On the return journey from Mecca, when Richard could secure any privacy, he composed the most exquisite gem of Oriental poetry, that I have ever heard or imagined, nor do I believe it has its equal, either from the pen of Hafiz, Saadi, Shakespeare, Milton, Swinburne, or any other. It is quite unique; it is called the Kasîdah, or the "Lay of the Higher Law," by Haji Abdu el-Yezdi. It will ride over the heads of most, it will displease many, but it will appeal to all large hearts and large brains for its depth, height, breadth, for its heart, nobility, its pathos, its melancholy, its despair. It is the very perfection of romance, it seems the cry of a Soul wandering through space, looking for what it does not find.
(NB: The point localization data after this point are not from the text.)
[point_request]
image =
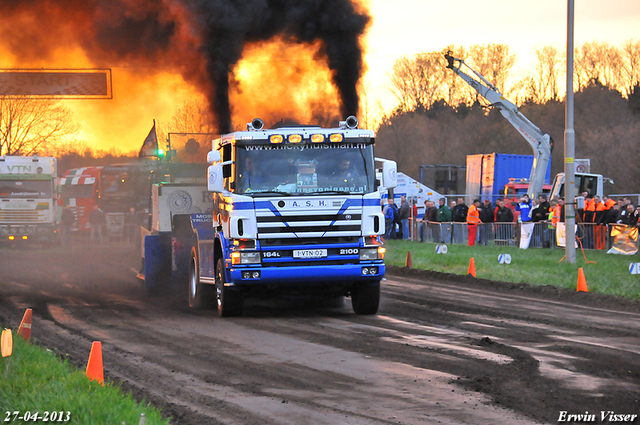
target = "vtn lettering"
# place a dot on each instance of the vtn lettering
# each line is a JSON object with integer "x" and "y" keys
{"x": 18, "y": 168}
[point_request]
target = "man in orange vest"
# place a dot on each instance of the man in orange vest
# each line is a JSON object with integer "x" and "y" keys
{"x": 588, "y": 219}
{"x": 473, "y": 219}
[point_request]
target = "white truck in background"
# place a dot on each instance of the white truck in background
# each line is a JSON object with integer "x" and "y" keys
{"x": 28, "y": 198}
{"x": 541, "y": 143}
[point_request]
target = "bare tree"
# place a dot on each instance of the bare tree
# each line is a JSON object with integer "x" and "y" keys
{"x": 494, "y": 62}
{"x": 630, "y": 77}
{"x": 417, "y": 82}
{"x": 597, "y": 62}
{"x": 544, "y": 83}
{"x": 29, "y": 125}
{"x": 193, "y": 117}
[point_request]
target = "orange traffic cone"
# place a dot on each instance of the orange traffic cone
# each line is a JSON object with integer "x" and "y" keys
{"x": 25, "y": 326}
{"x": 95, "y": 370}
{"x": 582, "y": 282}
{"x": 408, "y": 262}
{"x": 472, "y": 267}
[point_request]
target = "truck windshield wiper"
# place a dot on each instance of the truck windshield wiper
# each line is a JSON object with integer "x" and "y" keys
{"x": 333, "y": 192}
{"x": 268, "y": 192}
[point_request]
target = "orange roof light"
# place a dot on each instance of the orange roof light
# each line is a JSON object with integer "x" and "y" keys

I have read it many times during my married life, and never without bitter tears, and when I read it now, it affects me still more; he used to take it away from me, it impressed me so. I give you the poem here in full.

It reminds me more than any other thing of the Rubáiyát of Omar Khayyâm, the astronomer-poet of Khorasán, known as the tent-maker, written in the eleventh century, which poem was made known by Mr. Edward Fitzgerald in about 1861, to Richard Burton, to Swinburne, and Dante Rossetti. Richard at once claimed him as a brother Sufi, and said that all his allusions are purely typical, and particularly in the second verse—

II.
"Before the phantom of False morning died,
Methought a Voice within the Tavern cried,
'When all the temple is prepared within,
Why nods the drowsy Worshipper outside?'"

Yet the "Kasîdah" was written in 1853—the Rubáiyát he did not know till eight years later.